A Question About LRA/reload

2014-12-09 Thread lin zuojian
Hi,
I have read ira/lra code for a while, but still fails to understand
their relationship. The main question is why ira do color so early?
lra pass will do the assignment anyway. Sorry if I mess up coloring
and hard register assignment, but I think it's better to get job
done after lra elimiation, inheriation, ...

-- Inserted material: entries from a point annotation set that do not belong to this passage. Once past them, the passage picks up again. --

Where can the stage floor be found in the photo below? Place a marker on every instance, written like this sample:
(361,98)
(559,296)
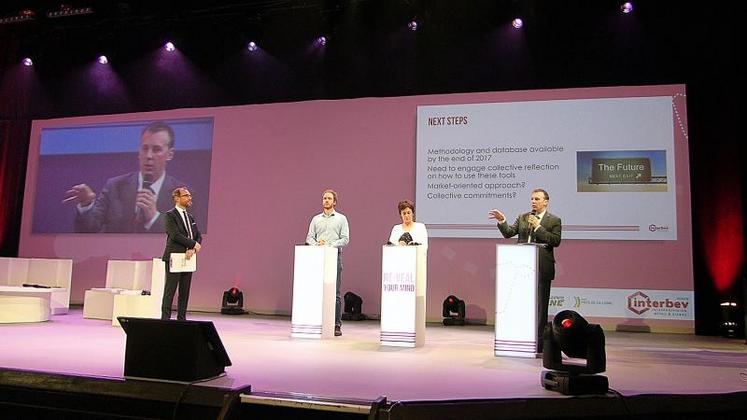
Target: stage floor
(455,363)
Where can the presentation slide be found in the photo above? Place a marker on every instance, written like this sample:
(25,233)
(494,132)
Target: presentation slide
(90,176)
(607,163)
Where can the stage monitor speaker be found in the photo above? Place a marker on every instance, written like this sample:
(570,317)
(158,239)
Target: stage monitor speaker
(181,351)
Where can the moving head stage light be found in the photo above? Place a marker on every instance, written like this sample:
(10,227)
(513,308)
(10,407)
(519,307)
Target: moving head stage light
(233,302)
(571,334)
(353,309)
(453,312)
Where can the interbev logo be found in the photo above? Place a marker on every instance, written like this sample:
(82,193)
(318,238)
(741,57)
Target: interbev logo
(640,303)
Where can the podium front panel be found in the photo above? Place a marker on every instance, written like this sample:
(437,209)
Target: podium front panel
(516,301)
(403,286)
(314,291)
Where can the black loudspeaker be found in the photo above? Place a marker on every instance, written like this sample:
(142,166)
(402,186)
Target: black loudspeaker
(182,351)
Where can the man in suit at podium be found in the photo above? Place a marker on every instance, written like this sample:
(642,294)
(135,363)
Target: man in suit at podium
(330,228)
(133,202)
(182,236)
(544,229)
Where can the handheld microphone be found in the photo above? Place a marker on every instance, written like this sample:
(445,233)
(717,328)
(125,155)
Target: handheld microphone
(147,182)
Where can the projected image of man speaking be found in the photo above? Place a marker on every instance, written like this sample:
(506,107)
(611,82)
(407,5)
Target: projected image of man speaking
(132,202)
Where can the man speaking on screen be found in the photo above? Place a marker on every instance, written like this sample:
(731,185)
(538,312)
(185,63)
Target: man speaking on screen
(544,229)
(133,202)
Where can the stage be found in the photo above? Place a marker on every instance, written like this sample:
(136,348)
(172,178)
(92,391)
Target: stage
(456,363)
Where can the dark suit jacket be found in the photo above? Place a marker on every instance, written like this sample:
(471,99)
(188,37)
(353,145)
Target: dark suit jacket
(177,236)
(548,233)
(114,208)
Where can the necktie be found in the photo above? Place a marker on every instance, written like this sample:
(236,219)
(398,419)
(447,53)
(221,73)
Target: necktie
(186,223)
(139,219)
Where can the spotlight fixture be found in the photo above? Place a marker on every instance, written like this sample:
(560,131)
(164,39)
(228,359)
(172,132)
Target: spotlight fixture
(233,302)
(353,309)
(453,311)
(572,335)
(22,16)
(67,10)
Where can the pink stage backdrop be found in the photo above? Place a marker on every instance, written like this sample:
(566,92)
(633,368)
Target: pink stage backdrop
(270,164)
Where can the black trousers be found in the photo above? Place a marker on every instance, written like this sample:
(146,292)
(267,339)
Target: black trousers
(174,281)
(543,296)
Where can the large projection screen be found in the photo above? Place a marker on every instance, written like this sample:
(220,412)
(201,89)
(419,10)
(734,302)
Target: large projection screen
(607,163)
(265,167)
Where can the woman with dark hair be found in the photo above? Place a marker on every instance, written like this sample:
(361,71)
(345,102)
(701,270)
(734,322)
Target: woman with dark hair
(409,232)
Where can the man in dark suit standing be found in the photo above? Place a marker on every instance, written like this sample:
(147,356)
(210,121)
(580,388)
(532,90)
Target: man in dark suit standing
(543,228)
(132,202)
(182,236)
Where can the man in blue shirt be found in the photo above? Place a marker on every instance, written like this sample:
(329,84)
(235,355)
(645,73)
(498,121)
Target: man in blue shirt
(330,228)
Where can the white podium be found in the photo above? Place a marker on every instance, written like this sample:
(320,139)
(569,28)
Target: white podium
(403,285)
(516,301)
(314,292)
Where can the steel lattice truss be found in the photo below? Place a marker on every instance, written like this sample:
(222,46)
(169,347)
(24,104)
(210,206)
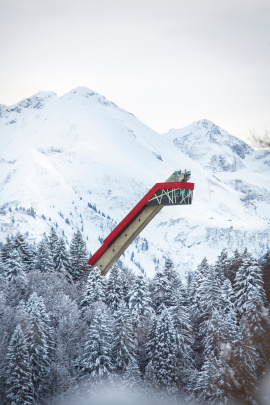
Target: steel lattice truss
(176,196)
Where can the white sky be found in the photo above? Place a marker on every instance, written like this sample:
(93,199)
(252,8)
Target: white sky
(169,62)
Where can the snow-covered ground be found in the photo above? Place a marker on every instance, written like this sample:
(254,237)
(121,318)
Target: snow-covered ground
(79,161)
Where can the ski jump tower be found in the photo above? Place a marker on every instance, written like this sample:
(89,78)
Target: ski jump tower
(175,191)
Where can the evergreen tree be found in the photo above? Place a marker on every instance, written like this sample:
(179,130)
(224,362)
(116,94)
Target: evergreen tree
(114,289)
(139,298)
(161,371)
(43,259)
(234,264)
(15,277)
(6,249)
(39,338)
(18,371)
(95,365)
(62,259)
(161,291)
(132,377)
(123,346)
(265,266)
(216,380)
(78,257)
(22,247)
(250,295)
(53,242)
(222,266)
(94,289)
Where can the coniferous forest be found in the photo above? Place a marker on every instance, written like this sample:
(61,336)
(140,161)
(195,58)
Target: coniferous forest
(202,340)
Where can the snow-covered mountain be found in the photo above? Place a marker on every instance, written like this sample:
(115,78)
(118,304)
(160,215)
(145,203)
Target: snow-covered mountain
(79,161)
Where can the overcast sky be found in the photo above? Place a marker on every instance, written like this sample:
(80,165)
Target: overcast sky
(169,62)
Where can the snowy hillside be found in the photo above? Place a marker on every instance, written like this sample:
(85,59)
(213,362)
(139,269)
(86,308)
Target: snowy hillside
(79,161)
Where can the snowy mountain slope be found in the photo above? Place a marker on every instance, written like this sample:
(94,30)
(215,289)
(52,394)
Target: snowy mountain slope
(79,161)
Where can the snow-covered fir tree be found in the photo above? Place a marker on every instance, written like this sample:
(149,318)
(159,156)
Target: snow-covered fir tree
(95,365)
(78,257)
(94,289)
(44,259)
(114,289)
(39,339)
(19,386)
(123,344)
(161,371)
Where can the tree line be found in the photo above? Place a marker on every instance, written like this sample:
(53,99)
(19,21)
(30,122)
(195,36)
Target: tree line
(207,339)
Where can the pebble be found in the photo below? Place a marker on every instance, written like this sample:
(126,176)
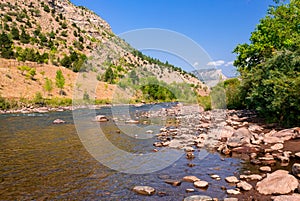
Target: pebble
(244,186)
(200,184)
(233,192)
(144,190)
(265,169)
(190,179)
(232,179)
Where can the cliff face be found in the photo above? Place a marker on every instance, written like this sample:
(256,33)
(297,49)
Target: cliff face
(57,33)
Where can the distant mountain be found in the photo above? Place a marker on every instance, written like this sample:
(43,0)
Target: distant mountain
(57,33)
(210,77)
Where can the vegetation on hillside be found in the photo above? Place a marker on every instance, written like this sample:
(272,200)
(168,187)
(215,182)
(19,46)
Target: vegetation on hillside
(270,67)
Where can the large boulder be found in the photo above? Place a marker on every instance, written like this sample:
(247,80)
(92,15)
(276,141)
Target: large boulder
(293,197)
(296,169)
(279,182)
(239,138)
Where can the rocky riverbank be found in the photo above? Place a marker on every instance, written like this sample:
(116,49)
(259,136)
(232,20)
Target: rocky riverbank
(270,149)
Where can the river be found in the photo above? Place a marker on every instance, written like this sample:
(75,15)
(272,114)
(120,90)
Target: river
(44,161)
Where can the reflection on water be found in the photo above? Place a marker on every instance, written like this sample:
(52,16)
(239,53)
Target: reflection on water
(40,160)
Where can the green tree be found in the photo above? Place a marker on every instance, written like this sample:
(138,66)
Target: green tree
(270,65)
(48,85)
(109,75)
(6,46)
(60,81)
(15,33)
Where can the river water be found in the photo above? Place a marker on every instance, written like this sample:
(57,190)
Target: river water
(43,161)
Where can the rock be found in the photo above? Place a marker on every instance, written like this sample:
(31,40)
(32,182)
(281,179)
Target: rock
(297,154)
(144,190)
(216,177)
(200,184)
(173,182)
(278,182)
(245,149)
(232,179)
(251,177)
(293,197)
(189,149)
(296,169)
(190,155)
(265,169)
(231,199)
(149,131)
(58,121)
(233,192)
(101,118)
(244,186)
(277,146)
(131,121)
(198,198)
(239,138)
(190,179)
(189,190)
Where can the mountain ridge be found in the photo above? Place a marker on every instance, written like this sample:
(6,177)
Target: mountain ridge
(60,34)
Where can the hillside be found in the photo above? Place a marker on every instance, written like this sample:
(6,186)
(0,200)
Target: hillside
(49,35)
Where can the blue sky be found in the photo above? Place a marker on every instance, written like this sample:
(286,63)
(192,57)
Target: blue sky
(216,25)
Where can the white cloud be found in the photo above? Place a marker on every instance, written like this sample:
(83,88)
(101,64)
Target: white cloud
(216,63)
(230,63)
(196,64)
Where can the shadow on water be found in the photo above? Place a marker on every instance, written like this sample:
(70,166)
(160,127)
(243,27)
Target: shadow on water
(40,160)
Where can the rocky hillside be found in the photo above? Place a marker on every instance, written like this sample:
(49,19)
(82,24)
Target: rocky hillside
(59,34)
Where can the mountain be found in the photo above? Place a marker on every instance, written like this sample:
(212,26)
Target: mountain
(210,77)
(48,35)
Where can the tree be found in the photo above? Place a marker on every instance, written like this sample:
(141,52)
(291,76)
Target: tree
(60,81)
(15,33)
(48,85)
(109,75)
(6,46)
(270,65)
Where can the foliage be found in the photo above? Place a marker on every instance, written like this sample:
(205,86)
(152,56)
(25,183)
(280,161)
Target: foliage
(109,75)
(48,85)
(6,46)
(205,102)
(38,99)
(60,80)
(269,65)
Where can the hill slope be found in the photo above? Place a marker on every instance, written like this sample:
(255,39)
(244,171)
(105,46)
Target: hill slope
(49,35)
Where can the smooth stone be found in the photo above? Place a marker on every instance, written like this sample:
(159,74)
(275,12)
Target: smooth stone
(198,198)
(189,190)
(190,179)
(200,184)
(101,118)
(265,169)
(244,186)
(293,197)
(296,169)
(239,138)
(233,192)
(231,199)
(251,177)
(173,182)
(58,121)
(232,179)
(277,146)
(279,182)
(216,177)
(144,190)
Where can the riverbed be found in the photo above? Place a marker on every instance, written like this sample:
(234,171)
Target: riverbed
(41,160)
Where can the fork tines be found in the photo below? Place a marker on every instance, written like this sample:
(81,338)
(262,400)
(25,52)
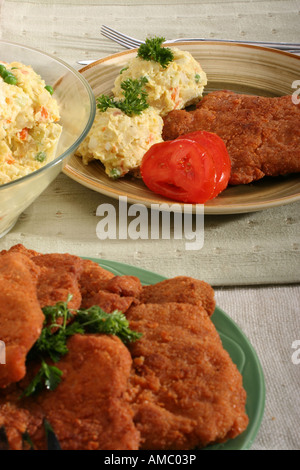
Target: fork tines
(120,38)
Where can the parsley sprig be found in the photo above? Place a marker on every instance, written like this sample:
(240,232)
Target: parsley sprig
(152,50)
(60,323)
(135,98)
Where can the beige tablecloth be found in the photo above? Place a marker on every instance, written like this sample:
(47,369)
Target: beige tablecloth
(252,260)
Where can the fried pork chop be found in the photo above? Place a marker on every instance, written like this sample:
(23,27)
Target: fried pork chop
(262,134)
(21,317)
(181,289)
(89,410)
(187,392)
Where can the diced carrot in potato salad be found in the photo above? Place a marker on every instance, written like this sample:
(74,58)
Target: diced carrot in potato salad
(29,115)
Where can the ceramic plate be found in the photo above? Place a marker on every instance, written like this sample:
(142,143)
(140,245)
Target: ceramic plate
(239,348)
(237,67)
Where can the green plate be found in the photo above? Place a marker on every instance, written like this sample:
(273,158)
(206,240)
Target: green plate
(237,345)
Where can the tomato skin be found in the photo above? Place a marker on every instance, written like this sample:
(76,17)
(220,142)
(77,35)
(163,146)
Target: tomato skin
(217,148)
(181,170)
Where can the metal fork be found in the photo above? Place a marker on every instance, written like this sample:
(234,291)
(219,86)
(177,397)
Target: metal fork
(132,43)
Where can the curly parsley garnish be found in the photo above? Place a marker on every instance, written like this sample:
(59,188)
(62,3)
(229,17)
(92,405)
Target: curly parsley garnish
(135,98)
(153,50)
(60,323)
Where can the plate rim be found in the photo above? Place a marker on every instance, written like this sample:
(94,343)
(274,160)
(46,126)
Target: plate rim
(252,431)
(218,209)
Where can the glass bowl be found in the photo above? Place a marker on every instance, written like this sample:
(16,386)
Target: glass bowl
(77,112)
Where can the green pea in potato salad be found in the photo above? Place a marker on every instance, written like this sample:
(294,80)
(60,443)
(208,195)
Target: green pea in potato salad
(29,121)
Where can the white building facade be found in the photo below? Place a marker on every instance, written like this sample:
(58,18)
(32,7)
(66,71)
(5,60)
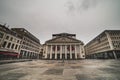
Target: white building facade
(63,46)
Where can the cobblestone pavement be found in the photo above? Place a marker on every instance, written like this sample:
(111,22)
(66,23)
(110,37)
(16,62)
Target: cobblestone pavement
(57,70)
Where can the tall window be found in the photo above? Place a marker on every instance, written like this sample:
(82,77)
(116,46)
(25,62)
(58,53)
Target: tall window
(11,38)
(16,46)
(1,35)
(7,37)
(12,46)
(4,44)
(9,44)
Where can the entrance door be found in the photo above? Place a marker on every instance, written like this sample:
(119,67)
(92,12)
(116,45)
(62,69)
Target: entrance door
(58,56)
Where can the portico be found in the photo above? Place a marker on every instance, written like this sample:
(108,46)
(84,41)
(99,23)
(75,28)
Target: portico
(64,47)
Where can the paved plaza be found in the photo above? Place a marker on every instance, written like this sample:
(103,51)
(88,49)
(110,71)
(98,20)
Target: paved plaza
(57,70)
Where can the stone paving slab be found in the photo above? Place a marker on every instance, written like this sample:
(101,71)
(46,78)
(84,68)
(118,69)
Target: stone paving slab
(56,70)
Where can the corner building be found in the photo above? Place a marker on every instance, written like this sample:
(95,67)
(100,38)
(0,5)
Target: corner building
(63,46)
(9,43)
(105,46)
(30,45)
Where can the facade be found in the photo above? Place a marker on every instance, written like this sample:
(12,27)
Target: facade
(63,46)
(30,45)
(9,43)
(104,46)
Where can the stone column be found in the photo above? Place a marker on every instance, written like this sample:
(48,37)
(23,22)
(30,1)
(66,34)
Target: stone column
(75,52)
(56,52)
(109,40)
(46,51)
(114,55)
(70,52)
(51,52)
(61,52)
(65,51)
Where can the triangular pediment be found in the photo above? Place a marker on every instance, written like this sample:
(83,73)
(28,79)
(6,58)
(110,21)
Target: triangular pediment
(63,40)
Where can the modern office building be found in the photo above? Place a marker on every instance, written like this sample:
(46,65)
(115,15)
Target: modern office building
(105,46)
(30,45)
(9,43)
(63,46)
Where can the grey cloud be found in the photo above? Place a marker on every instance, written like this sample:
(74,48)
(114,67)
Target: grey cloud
(81,5)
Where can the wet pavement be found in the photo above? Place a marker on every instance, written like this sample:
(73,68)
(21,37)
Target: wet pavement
(57,70)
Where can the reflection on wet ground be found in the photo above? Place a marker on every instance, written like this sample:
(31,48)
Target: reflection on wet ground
(57,70)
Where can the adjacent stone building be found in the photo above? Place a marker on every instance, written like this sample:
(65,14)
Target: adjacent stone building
(105,46)
(9,43)
(30,45)
(63,46)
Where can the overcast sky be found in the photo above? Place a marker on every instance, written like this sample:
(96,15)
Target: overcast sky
(85,18)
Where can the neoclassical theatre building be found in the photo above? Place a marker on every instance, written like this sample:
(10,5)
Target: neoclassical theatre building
(63,46)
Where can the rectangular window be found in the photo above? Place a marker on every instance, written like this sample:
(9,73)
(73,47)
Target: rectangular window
(12,46)
(1,35)
(11,38)
(17,41)
(4,44)
(16,46)
(8,46)
(7,37)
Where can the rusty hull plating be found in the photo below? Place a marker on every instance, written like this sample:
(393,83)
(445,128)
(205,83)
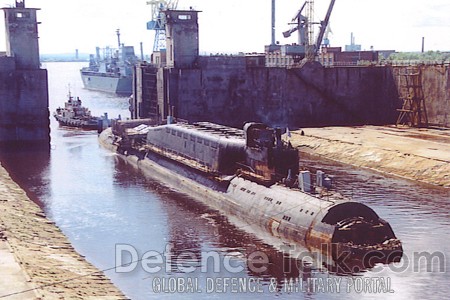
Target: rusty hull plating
(251,173)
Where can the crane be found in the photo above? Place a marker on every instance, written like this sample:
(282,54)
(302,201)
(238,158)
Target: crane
(305,26)
(158,22)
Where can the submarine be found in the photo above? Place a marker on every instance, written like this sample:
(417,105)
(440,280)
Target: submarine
(254,175)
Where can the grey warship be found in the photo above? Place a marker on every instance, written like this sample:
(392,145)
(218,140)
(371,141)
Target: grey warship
(110,71)
(254,175)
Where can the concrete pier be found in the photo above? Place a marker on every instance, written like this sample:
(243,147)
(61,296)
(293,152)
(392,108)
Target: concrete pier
(416,154)
(36,259)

Any professional can help me out? Thanks.
---
Lin Zuojian


Re: A Question About LRA/reload

2014-12-09 Thread lin zuojian
Hi Kugan,
I have read these pdfs. My question is LRA will change the insns, so
why brother do the coloring so early. Changing the insns can
generates new pseudo registers, so they needs to re-assign. Is that
correct?
--
Thanks Kugan

On Tue, Dec 09, 2014 at 09:08:46PM +1100, Kugan wrote:
> On 09/12/14 20:37, lin zuojian wrote:
> > Hi,
> > I have read ira/lra code for a while, but still fails to understand
> > their relationship. The main question is why ira do color so early?
> > lra pass will do the assignment anyway. Sorry if I mess up coloring
> > and hard register assignment, but I think it's better to get job
> > done after lra elimiation, inheriation, ...
> 
> 
> IRA does the register allocation and LRA matches insn constraints.
> Therefore IRA has to do the coloring. LRA, in the process matching
> constraints may change some of these assignment. Please look at the
> following links for more info.
> 
> https://ols.fedoraproject.org/GCC/Reprints-2007/makarov-reprint.pdf
> https://gcc.gnu.org/wiki/cauldron2012?action=AttachFile&do=get&target=Local_Register_Allocator_Project_Detail.pdf
> 
> 
> Thanks,
> Kugan
> 


Re: A Question About LRA/reload

2014-12-09 Thread lin zuojian
Moreover, LRA assignment does not refer to the assignment result of ira
directly.  In find_hard_regno_for, the value of hard_regno comes from
ira_class_hard_regs[rclass][i] with least cost.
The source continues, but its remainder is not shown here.